The most complicated part is that REUSE is “picky”. It requires every file to be properly licensed, so I introduced the ability to create the REUSE.toml annotations from the flake file which will be suppelemented by the automatic annotations from the generated files this flake produces.

mfgames.project.reuse.annotations = [
    {
        path = [
            "docs/**/*.md"
            "news/**/*.md"
            "README.md"
        ];

        SPDX-FileCopyrightText = "2026 Dylan Moonfire <contact@mfgames.com>";
        SPDX-License-Identifier = "CC-BY-4.0";
    }
    {
        path = "src/**/*.nix";
        SPDX-FileCopyrightText = "2026 Dylan Moonfire <contact@mfgames.com>";
        SPDX-License-Identifier = "MIT";
    }
];

I also consider most of the contents in .config to be generated files, so an annotation is added to mark all of those files as public domain unless turned off with mfgames.project.reuse.ignore-dot-config = false;.

Developer Certificate of Origin

I modified the setup so it adds the “Signed-off-by” to the bottom of Git commit messages if `mfgames.project.developerCertificateOfOrigin.enable = true".

Rust

I prefer a more vertical style of formatting in my code. That usually means I want braces on their own line for almost everything, including if statements. This was “on the same line” in the previous version, but now it defaults to braces on their own line.

Non-Breaking Changes

I found a consistent logging program that gives useful messages: gum. While the colors are not exactly my thing, I find it useful to have the same type of messages across the board. So you'll see a variety of functions now use that for logging, when easily done.

Project UUID

A few years ago, I stumbled onto a blog post about creating a “power ID” for projects. In effect, a UUIDv7 that uniquely identifies a project and make it easier to distinguish projects of the same same (such as Gemini the Protocol, Gemini the Cryptocurrency, and Gemini the LLM). That is why you see 019530bd-5065-731f-925b-3961eb7aa613 in almost every blog post and article I write about mfgames-project-setup-flake.

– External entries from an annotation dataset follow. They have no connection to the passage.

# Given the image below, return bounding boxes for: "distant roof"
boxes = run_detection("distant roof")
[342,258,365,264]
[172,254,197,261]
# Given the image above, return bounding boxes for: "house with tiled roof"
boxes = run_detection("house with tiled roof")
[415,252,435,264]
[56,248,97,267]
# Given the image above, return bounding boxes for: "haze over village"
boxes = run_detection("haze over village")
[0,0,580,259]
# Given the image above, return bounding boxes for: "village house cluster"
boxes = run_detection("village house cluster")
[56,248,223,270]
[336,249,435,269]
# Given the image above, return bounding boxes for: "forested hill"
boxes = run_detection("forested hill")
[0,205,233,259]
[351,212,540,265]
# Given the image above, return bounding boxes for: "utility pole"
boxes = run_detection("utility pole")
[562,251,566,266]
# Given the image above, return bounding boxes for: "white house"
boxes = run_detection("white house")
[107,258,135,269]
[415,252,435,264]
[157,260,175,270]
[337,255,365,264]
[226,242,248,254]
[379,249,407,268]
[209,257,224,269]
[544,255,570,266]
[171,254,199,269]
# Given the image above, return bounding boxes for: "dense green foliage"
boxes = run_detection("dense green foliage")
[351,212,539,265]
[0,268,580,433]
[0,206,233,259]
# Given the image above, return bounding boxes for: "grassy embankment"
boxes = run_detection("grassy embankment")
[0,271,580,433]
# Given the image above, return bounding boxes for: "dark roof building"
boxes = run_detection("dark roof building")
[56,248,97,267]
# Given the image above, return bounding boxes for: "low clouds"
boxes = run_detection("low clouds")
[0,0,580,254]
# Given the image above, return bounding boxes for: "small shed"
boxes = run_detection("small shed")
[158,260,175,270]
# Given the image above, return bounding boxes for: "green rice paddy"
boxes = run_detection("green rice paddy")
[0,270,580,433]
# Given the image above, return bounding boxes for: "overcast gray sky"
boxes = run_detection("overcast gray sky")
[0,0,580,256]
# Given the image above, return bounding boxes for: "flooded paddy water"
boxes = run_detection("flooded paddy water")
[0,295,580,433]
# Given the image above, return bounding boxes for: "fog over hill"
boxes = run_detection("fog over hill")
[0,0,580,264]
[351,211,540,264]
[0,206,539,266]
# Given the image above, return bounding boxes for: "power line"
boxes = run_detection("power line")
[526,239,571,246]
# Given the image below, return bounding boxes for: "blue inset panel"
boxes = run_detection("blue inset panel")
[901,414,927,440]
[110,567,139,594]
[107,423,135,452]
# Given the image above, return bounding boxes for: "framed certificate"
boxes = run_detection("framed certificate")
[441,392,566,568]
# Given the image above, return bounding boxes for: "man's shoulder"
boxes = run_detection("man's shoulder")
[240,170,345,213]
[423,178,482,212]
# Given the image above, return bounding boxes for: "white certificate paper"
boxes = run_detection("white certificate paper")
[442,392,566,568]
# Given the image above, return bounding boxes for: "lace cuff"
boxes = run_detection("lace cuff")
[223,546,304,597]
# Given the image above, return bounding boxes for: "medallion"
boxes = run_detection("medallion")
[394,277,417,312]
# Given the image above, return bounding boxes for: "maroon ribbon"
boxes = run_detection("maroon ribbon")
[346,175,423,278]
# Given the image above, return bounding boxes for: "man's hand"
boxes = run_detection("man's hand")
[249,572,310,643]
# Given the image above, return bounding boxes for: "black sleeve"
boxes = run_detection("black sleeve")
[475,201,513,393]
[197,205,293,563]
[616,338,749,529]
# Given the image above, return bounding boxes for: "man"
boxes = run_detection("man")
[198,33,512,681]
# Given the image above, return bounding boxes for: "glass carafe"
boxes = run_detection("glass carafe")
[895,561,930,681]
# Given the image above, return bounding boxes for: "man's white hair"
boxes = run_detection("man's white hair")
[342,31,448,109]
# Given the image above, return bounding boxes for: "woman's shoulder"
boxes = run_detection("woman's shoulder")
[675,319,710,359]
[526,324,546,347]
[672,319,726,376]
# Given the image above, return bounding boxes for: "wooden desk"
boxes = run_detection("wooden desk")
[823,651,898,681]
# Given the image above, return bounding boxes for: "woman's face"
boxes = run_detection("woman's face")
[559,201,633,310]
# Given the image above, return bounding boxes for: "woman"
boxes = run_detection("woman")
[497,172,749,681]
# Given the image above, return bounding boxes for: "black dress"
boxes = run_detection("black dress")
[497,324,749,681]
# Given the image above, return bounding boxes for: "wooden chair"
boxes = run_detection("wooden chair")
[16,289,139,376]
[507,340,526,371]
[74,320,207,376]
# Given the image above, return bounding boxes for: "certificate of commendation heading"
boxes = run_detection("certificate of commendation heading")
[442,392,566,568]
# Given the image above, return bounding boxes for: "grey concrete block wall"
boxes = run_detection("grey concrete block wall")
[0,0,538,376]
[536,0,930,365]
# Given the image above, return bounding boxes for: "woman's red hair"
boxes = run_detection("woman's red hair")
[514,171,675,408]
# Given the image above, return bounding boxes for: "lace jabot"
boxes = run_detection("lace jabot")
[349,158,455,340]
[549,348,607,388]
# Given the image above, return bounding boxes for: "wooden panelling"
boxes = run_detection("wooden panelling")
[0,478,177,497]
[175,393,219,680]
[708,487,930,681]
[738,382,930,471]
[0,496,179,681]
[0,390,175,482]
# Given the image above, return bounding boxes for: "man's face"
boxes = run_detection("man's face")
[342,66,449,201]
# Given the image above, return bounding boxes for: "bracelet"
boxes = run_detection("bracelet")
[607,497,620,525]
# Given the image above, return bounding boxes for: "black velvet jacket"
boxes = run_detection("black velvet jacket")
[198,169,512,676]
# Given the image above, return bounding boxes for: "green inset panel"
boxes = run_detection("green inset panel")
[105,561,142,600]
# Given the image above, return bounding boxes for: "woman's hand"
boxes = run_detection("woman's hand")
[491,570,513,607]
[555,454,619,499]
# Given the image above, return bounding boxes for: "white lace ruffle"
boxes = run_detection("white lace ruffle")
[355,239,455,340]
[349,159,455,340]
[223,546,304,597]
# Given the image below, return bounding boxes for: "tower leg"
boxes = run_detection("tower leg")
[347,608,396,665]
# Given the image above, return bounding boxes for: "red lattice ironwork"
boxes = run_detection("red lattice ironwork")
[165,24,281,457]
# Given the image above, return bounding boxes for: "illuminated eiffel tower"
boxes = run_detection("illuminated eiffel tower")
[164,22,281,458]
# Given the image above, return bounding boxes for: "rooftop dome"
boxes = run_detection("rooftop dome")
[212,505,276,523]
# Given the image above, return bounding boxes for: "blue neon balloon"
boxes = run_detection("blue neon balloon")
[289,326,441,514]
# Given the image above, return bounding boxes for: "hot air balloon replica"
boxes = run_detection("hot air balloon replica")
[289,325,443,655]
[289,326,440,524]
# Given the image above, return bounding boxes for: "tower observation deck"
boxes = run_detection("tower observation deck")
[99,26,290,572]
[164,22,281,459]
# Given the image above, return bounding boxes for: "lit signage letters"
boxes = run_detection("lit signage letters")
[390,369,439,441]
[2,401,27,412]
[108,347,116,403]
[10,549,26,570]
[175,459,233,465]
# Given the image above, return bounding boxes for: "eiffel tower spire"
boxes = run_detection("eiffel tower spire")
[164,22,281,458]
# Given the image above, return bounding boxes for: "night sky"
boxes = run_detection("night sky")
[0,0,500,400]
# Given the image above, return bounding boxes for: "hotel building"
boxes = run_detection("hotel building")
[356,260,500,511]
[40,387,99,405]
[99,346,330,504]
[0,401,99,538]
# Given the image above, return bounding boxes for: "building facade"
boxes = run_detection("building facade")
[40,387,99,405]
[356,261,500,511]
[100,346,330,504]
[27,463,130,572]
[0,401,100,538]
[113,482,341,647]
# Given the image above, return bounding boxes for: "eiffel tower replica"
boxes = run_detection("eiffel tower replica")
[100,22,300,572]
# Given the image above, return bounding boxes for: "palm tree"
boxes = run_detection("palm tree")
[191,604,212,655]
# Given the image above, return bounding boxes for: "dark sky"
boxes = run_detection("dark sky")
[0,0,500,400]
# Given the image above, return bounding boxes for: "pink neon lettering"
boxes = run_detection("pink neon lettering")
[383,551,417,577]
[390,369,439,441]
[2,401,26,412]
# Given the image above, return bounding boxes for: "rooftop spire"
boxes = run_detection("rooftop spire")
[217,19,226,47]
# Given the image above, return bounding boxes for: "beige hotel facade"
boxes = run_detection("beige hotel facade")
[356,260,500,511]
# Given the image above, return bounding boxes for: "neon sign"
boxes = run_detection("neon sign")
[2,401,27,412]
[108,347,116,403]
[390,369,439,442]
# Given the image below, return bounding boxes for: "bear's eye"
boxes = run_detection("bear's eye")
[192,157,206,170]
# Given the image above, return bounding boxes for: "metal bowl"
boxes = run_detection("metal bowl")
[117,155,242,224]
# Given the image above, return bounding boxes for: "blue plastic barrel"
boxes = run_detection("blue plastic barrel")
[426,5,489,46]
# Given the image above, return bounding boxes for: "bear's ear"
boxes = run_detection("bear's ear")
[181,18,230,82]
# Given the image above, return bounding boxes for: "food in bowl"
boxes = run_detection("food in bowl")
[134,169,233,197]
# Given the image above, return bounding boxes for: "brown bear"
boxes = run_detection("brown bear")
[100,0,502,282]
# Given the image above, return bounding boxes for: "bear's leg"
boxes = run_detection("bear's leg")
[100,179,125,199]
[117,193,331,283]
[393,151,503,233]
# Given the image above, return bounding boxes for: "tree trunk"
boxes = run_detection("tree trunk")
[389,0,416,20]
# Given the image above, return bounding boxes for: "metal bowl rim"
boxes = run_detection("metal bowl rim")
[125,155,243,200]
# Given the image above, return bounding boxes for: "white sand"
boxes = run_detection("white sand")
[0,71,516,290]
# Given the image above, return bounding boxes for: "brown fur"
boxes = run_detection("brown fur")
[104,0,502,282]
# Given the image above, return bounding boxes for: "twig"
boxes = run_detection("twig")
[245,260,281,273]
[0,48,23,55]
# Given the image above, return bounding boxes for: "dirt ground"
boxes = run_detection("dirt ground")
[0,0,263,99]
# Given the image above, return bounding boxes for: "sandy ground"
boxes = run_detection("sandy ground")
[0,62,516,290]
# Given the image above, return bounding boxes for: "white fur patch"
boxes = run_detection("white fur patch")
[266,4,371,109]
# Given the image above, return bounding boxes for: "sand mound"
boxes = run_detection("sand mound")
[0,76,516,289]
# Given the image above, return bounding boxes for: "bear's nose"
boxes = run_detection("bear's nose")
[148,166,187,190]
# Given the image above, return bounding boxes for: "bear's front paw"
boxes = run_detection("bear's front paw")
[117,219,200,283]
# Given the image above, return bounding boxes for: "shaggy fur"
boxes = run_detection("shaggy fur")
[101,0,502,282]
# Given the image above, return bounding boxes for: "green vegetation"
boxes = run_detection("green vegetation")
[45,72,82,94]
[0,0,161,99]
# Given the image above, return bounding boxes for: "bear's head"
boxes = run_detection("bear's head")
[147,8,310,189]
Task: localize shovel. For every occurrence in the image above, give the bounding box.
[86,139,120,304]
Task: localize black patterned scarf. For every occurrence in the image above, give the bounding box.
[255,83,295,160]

Since I've embraced that, I also modified this project to generate one if there is no .config/project-uuid.txt present in the project. This is intended to be checked in since it shouldn't change.

This functionality can be turned off with:

mfgames.project.project-uuid.enable = false;

Shell Formatting and Checking

I also recently started using shfmt and shellcheck for my shell scripts. I've introduced some options for this.

  • mfgames.project.shell.enable
  • mfgames.project.shell.check
  • mfgames.project.shell.format
  • mfgames.project.shell.includes

check and format use enable if not defined. And enable defaults to mfgames.project.enable.

If check is true, then just check-shellcheck or just check will run that utility against the files.

If format is true, then just format and just format-shfmt will format the shell script, as will commiting a file.